My dad looked at the dingy engine for a moment and then turned to me saying the four most terrifying words I had ever heard him say to me, “Figure it out, kid.”
The next morning, as my dad drove off to work, I began pulling the engine apart. Off came the air cleaner. Then the carburetor. The rattling was coming from deep inside the engine, so my hopes of finding something in the intake manifold were baseless. I removed the distributor, alternator and A/C compressor. Off came the intake manifold after a half hour of prying with a long flathead screwdriver.
“I don’t know what to do, Dad. I’ve got the intake off and looked into all the intake ports with a flashlight. I can’t find anything,” I said over the phone.
“Whatever it is isn’t likely to have gotten past the pistons. If you’re lucky, it bounced its way past the exhaust valves,” came his only suggestion. Unfortunately, I knew that was a pipe dream. Whatever it was was still in the engine itself.
The pinging had come from the right hand side, so I had a general area as to where to look. I didn’t want to pull the heads as that meant buying new gaskets but knew that removing the head was the next logical step. Desperate, I called my father one last time.
Exasperated, he forwarded me to my brother. “You still don’t know which cylinder it went down, Kevin. Pull the plugs. If you find one smashed up, you’ll have your answer.”
Deflated, I walked back out to the garage.

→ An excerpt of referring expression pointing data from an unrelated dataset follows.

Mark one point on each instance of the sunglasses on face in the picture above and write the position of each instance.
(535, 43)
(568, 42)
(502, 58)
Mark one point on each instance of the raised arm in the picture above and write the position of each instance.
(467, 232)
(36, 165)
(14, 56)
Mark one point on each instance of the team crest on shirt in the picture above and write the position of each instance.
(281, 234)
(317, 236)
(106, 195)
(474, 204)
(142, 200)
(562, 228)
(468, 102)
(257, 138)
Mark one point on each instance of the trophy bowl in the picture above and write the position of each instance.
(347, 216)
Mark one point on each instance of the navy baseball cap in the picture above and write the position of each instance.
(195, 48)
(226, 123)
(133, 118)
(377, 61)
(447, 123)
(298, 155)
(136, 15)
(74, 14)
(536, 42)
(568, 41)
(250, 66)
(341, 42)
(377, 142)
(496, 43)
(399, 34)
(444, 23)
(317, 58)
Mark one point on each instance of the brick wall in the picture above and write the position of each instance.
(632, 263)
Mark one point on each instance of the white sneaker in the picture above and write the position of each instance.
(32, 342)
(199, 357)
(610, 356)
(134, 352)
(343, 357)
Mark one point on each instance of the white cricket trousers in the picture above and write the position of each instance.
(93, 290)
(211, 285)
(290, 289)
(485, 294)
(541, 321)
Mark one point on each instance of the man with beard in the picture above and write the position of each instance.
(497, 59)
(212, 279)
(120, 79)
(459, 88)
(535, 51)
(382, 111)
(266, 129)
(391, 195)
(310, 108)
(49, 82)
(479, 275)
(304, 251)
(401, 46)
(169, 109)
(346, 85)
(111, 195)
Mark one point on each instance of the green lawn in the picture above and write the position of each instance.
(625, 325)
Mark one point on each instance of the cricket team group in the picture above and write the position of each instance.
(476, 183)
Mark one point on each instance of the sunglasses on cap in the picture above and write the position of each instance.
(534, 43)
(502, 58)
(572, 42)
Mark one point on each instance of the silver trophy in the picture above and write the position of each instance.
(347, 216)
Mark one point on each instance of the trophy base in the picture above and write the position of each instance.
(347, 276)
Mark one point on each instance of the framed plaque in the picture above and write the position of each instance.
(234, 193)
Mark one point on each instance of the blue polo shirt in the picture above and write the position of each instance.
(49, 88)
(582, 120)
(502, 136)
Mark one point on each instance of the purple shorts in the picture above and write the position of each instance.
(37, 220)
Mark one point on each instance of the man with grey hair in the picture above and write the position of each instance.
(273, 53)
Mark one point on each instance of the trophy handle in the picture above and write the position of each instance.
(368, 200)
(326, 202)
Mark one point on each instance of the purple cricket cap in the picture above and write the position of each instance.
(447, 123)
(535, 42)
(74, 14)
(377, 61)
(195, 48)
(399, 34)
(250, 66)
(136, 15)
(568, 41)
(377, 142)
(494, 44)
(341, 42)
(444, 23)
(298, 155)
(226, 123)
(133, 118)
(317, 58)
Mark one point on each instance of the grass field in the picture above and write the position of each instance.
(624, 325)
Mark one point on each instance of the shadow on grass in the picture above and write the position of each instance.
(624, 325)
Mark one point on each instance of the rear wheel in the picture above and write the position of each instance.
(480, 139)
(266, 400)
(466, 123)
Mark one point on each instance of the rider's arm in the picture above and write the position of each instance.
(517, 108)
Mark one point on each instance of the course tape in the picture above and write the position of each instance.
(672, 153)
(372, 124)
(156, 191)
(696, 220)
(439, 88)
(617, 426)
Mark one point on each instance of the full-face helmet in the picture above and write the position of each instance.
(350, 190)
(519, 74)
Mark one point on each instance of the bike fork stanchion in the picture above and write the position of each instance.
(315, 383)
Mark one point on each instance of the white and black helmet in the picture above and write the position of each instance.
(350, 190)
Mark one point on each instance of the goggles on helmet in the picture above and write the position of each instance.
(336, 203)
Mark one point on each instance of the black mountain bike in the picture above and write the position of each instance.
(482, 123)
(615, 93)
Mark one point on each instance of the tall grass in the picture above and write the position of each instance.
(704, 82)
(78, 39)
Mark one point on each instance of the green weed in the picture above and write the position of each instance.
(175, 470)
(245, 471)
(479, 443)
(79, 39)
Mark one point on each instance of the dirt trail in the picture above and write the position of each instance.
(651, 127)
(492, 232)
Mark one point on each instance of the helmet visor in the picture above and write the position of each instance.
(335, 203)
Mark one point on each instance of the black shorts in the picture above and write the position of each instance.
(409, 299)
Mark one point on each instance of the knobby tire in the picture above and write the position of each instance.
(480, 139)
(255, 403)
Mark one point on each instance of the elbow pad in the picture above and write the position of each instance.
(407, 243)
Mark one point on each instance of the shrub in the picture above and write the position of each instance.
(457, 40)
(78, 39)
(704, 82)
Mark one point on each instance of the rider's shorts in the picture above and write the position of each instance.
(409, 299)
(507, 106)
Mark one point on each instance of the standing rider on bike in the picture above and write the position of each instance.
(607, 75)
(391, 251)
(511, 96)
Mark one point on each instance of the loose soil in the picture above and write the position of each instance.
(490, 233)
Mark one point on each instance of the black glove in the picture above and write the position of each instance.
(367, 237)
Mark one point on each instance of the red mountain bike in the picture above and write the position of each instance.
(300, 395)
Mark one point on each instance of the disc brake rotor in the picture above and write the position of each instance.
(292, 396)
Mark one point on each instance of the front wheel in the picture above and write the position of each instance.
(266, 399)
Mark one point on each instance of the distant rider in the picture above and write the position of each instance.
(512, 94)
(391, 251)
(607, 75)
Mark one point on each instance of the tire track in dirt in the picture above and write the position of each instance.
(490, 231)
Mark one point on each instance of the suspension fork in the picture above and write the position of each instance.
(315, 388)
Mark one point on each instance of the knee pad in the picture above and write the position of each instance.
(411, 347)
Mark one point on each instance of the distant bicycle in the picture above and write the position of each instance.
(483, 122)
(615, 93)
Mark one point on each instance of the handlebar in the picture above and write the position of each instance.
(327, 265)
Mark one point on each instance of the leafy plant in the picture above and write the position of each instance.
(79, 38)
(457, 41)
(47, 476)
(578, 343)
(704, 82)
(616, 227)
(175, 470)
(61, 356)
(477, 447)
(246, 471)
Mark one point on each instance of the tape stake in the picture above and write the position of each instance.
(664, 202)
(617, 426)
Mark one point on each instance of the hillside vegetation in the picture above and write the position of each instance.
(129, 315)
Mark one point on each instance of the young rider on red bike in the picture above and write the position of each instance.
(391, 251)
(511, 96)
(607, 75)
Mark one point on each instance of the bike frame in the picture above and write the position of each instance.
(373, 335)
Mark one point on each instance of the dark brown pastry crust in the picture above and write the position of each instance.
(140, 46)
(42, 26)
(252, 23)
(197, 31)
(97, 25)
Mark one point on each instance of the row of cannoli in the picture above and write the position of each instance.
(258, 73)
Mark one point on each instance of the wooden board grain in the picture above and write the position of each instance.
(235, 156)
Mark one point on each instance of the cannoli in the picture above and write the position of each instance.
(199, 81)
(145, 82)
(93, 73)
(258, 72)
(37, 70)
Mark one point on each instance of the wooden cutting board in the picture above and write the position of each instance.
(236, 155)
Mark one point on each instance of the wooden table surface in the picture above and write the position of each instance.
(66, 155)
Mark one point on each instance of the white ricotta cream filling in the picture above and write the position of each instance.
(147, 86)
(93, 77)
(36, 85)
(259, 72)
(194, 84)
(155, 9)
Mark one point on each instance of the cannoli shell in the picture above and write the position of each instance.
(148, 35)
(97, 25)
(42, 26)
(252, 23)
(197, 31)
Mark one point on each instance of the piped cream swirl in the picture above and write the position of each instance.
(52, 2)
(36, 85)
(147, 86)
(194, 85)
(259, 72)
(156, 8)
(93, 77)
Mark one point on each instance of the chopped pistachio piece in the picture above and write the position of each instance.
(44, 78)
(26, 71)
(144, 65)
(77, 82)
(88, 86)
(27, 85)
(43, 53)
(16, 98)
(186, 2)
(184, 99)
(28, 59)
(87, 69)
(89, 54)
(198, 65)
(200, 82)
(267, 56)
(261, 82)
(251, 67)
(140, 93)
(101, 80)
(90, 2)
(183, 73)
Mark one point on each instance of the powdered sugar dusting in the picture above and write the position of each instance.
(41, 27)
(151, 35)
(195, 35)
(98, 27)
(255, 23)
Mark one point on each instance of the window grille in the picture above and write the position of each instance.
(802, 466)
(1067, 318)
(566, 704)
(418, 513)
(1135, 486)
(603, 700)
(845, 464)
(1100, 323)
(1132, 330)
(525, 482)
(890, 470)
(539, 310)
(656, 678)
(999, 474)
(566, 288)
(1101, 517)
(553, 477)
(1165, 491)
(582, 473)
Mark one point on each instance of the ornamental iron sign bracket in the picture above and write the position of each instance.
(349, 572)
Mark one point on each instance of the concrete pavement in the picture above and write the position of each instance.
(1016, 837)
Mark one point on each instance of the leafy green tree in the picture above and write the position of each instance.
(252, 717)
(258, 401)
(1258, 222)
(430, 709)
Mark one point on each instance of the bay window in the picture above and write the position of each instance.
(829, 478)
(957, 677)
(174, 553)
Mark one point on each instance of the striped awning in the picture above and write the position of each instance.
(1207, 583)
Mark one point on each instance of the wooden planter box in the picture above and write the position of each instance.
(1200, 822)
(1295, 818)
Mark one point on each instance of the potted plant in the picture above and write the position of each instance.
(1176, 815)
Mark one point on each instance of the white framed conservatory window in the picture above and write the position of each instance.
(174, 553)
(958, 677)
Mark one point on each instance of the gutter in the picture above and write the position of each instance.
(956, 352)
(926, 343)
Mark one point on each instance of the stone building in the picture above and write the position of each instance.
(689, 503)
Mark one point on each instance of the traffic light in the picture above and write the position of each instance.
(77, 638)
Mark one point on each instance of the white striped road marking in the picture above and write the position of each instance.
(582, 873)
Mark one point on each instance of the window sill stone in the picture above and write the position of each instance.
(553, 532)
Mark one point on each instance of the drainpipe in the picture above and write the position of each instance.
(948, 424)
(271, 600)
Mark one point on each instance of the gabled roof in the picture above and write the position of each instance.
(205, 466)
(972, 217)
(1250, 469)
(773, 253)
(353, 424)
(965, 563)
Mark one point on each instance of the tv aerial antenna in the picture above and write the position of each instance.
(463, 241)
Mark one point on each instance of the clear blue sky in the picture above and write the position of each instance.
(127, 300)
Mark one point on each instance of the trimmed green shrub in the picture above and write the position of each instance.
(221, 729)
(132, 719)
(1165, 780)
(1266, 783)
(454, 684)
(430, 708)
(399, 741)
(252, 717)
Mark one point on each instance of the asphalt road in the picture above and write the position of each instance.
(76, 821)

With a socket in hand, I started pulling plugs, starting at front and working my way back. For whatever reason, the #8 plug didn’t want to come out. It was unscrewed, but still refusing to budge. With a sharp tug, out it came…with an inch-and-a-half-long mangled piece of metal crammed into the electrode. It was too thick to be clip of a pen and too small to be a pocket screwdriver. Whatever it was, I found it and it was out.
With a penlight, I peered into the #8 cylinder and saw only mild scuffing on the piston. While I couldn’t see how bad the damage was to the valve or the cylinder, I was satisfied that I had found the source of the problem.
The next day was spent reassembling the top end while performing a mild tune up. I replaced the belts, replaced and gapped the plugs (obviously), opening up the distributor cap and sprayed it down with a little WD-40, disassembled, cleaned and reassembled the carburetor and readjusted all the idler screws and throttle linkage. What had been a total disaster had developed into a crash course of which, looking back, am eternally grateful for.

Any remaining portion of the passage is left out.